Et le lendemain, il est parti en vacances avec sa nouvelle princesse, comme si tout ça ne le touchait pas, comme si rien de nous deux n'avait existé. Tout ce qu'on avait construit, il l'avait balayé de sa vie, sans douleur et sans larmes. Et c'était terrible, inhumain, cruel. La vague de douleur était énorme. Et je me devais de faire bonne figure devant tout le monde. Malgré tout ça. Je n'en pouvais plus, je ne voulais plus. J'étais dans un état d'apathie intense, et j'étais dans l'incapacité de me confier, de demander de l'aide. Tout le monde était heureux, moi je me mourrais. Dans l'âme, dans le corps. J'étais épuisée.
Comment aurais-je pu prévoir? Malgré tout, je n'ai jamais réussi à lui en vouloir. J'ai préférer garder les bons moments, et tenter d'oublier, même si il reste encore des traces... Aujourd'hui, on dit qu'en amour je ne fais pas d'efforts... Ce n'est pas un manque de volonté, mais juste la peur qui me ronge, de re-souffrir à nouveau, de redevenir comme avant, et je ne le veux pas. Je me revois encore, vidée de tout, prisonnière de mon propre chagrin, et de toutes les conséquences.
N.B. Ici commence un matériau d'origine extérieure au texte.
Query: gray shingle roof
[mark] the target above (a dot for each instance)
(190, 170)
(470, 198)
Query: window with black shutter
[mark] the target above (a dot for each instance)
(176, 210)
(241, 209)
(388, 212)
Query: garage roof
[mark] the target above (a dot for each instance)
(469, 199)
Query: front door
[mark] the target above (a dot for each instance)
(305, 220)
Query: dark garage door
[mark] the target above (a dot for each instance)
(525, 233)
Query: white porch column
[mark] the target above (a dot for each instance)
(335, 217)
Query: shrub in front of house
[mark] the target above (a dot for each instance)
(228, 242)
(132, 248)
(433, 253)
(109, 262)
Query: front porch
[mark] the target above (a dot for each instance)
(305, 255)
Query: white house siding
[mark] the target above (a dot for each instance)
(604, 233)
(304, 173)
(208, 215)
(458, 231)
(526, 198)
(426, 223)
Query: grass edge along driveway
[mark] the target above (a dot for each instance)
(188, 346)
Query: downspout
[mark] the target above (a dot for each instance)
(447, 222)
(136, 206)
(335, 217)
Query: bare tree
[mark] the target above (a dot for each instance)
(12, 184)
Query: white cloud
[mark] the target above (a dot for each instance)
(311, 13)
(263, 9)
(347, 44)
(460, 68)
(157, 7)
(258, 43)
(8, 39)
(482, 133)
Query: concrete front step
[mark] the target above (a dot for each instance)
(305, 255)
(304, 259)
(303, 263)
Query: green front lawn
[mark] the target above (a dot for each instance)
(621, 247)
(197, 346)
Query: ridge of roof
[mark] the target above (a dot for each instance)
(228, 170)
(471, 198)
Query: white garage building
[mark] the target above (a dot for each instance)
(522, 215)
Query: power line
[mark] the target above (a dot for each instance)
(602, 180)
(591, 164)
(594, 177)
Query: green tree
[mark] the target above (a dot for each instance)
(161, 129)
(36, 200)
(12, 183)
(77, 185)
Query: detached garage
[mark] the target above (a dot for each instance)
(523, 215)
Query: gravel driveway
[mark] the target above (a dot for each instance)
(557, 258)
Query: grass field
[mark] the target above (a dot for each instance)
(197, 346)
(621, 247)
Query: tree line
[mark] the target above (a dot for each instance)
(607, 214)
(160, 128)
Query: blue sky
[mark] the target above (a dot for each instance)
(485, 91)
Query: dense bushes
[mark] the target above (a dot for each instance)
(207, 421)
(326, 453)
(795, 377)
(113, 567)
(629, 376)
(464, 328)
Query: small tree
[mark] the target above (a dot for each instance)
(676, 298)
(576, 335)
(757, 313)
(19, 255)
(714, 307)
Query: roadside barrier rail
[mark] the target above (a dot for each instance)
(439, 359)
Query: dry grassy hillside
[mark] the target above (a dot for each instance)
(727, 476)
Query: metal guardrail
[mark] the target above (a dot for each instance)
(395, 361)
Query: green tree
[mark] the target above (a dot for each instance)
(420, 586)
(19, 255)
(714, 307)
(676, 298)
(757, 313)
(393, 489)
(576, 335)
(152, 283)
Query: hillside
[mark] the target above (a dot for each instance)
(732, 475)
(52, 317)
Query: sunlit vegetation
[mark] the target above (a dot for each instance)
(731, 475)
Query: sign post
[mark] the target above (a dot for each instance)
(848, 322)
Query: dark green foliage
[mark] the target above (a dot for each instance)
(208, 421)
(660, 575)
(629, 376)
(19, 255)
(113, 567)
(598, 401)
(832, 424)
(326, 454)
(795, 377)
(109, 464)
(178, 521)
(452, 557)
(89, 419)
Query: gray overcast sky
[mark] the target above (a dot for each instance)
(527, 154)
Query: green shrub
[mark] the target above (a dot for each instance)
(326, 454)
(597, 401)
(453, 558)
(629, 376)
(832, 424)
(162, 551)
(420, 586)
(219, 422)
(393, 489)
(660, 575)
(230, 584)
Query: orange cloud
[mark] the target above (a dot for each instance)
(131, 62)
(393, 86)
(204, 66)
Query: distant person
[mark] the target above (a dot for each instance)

Car il y a eu des bons moments, peut-être trop... Notre rencontre, et ce coup de foudre amical, puis la naissance de sentiments réciproques, tous les mots, les regards, les gestes, l'amour, les promesses et les projets... Cette façon de nous protéger l'un et l'autre, ce couple que l'on formait et qu'on nous enviait, et notre fierté de nous aimer. C'était beau, c'est vrai. Peut-être trop, et pas fait pour durer. Je n'ai rien vu venir, mais tu m'as aidé à grandir, à ne plus faire d'erreurs. J'ai profité, et toi aussi.
J'ai entendu récemment une chanson qui m'a fait étrangement pensé à notre histoire. Le tunnel d'or, de Aaron. Parce que cette chanson, ces paroles, ce sont tout à fait celles que j'ai pu ressentir et que j'aurai aimé t'écrire pour que tu comprennes... M'aurait - tu seulement entendue?